James Buckhouse
4 min readJun 16, 2022


How to Design Emotional Products

JTBD + Emotions-To-Be-Felt

The famous Jobs-To-Be-Done framework helps PMs and Designers figure out what functionality to design for a product, but not how to design the actual experience. For that, it helps to pair it with Emotions-To-Be-Felt.

When asked what emotions we want people to feel, most Designers and PMs will default to delight. We strive to delight the user for a good reason: bad experiences make life miserable. So when we create something new, it makes sense to aim for the opposite of misery. But not every moment should delight. Sometimes we want to experience other feelings: respect, privacy, security, gravity, poignancy, efficiency, veracity, and on…

Clippy’s smile, upbeat automated phone trees, and vibey on-brand chatbots can accidentally feel awful if they fail to adapt to the emotional state of the user. Jokey or goofy error pages have no place when it really matters (like taxes or medicine or lost data or failed purchases). In these situations, if you encounter a moment of snark or a goofy nonchalance, then the emotions triggered in the customer veer away from brand-love straight towards resentment & rage. The solution? Design it.

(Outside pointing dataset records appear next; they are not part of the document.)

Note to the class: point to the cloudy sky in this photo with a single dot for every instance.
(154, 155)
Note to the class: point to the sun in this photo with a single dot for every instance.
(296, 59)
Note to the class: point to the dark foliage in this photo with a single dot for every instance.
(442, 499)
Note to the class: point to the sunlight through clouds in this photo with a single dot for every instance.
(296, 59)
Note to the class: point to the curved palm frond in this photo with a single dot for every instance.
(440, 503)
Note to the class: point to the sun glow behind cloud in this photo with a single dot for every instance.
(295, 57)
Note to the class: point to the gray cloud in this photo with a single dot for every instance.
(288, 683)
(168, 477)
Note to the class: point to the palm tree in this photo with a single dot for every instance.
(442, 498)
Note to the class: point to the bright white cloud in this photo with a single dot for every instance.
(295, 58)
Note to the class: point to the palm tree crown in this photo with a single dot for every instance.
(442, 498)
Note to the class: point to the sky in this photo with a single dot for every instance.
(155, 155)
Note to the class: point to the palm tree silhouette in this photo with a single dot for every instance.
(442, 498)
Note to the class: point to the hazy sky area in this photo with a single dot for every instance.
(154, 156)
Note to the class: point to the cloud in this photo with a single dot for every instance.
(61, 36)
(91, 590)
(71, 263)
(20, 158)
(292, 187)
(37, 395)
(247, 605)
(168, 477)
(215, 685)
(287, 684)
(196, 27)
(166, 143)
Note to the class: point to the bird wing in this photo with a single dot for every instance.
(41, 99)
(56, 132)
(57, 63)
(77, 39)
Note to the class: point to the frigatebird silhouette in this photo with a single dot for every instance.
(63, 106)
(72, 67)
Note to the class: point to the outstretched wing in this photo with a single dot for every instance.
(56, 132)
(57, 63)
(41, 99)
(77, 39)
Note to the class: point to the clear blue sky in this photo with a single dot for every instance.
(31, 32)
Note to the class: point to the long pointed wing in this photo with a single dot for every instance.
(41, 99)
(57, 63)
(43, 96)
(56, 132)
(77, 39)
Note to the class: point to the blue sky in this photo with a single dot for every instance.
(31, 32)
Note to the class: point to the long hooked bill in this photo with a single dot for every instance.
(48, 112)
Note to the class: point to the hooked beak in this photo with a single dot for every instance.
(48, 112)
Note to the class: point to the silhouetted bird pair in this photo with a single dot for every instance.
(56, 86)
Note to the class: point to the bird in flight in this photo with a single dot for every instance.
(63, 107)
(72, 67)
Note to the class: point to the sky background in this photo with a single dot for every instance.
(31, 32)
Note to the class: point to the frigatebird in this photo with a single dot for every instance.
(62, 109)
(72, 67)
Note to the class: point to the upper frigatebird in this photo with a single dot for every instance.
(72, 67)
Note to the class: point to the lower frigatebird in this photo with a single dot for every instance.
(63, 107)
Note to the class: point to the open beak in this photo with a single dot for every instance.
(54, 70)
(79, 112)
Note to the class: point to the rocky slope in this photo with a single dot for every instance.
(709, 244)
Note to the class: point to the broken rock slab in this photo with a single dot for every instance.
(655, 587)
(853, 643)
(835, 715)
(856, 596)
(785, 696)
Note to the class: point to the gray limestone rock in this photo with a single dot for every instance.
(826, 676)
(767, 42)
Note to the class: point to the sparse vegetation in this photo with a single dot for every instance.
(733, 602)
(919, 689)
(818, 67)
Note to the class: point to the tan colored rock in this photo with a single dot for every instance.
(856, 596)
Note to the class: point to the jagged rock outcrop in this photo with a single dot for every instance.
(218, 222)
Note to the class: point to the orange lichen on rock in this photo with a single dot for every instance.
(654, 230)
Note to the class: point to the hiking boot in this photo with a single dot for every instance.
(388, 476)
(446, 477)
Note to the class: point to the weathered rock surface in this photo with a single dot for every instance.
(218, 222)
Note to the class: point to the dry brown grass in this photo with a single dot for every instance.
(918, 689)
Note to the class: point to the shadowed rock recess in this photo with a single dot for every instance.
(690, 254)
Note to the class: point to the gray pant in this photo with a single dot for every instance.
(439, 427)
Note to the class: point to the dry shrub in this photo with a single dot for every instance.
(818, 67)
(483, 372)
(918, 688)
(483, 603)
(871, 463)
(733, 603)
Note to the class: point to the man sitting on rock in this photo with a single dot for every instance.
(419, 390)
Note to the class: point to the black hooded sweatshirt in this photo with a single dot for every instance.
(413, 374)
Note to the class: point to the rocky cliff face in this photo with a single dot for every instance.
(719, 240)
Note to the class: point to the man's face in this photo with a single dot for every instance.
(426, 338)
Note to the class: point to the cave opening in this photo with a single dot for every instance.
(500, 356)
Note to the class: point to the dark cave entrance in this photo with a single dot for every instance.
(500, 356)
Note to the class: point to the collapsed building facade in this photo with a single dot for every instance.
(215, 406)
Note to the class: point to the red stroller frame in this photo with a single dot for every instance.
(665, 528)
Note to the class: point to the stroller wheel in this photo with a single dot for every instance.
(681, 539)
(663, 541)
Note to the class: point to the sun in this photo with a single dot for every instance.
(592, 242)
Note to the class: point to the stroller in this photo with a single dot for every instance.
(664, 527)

A framework: fill in the blanks with your own emotional designs

How to do it:

  1. Draft your emotional Before/During/After for each moment. Challenge yourself to superforecast how you think people will feel at each moment. Design, adjust, re-adjust.
  2. The most important moment is the first impression. Design your first impression moment to load instantly (under 0.5 seconds) and communicate a positive emotion — trust, fun, love, helpfulness, cool, support, empathy, understanding, community, unity, joy, security, abundance, opportunity, excitement, or hope. You want to signal the transformation instore for the customer if they use your product—how this product can help them take one step closer to becoming the person they want to be.
  3. Your first impression moment should also have a near-instant load time inside the customer’s brain — no difficult double-negatives, no way-too-clever puns or “insiders-only” jokes that might be lost on a potential customer (who is by definition not yet on the inside). Skip anything you have to explain or think about more than once to understand. Deeper meaning comes later. Billboards are straightforward for a reason, you must be able to get it in under a second, driving at 70 mph, while changing lanes and taking a video-off zoom call. There can be deeper meaning… additional layers to your vibe onion… but the surface-level, first-glance, reading of the moment must instantly convey an emotional truth.
  4. Test it out. Analyze the rhythm of the emotions you are generating. Watch the faces of real people as they use your product. Ask them what they expected to happen when they took an action. Ask them how they feel while trying to use your product.
  5. Adjust each moment until it does the intended emotional work.
  6. Redesign jokey or too-casual error and 404 pages. Don’t try to pretend everything is ok when something is actually broken. Be aware and respectful of people’s frustration. Even Twitter eventually retired the Failwhale (although it was charming and fit the moment and the vibe during the early years).
  7. Pushing a button is a moment of high anxiety—did the button push? Did it work? Should I tap again? Give people instant, multiple sensory responses that a button was indeed activated: change the color, animate it, give it a haptic response, do something — anything—just don’t leave people in the nervous state of “did it click?” “should I click again?” These micro-moments of anxiety add up over time.
  8. High-five your customer when they win. Offer a very brief animation or some sort of clear “it worked” message with a distinct visual change after a transaction or big action. Warning: do not show a celebration animation when something goes wrong. Do not make the customer wait while you load a funny error page animation. When something goes wrong, instantly load something helpful or apologetic or considerate. When something goes right, keep the high-five short… no one wants to be exhausted by delight.
  9. Pay special attention to the tone during moments when a person has tried to do something multiple times and failed. Mess this moment up and you’ll lose this person forever. Don’t let an offensive error message increase your churn.
  10. Change the default button text away from “Submit” to something less overbearing and domineering. Whenever I see “Submit” on a button, I think of that scene in Superman II —where the bad guy shouts Kneel before Zod. Instead, pick a more appropriate vibe for your button.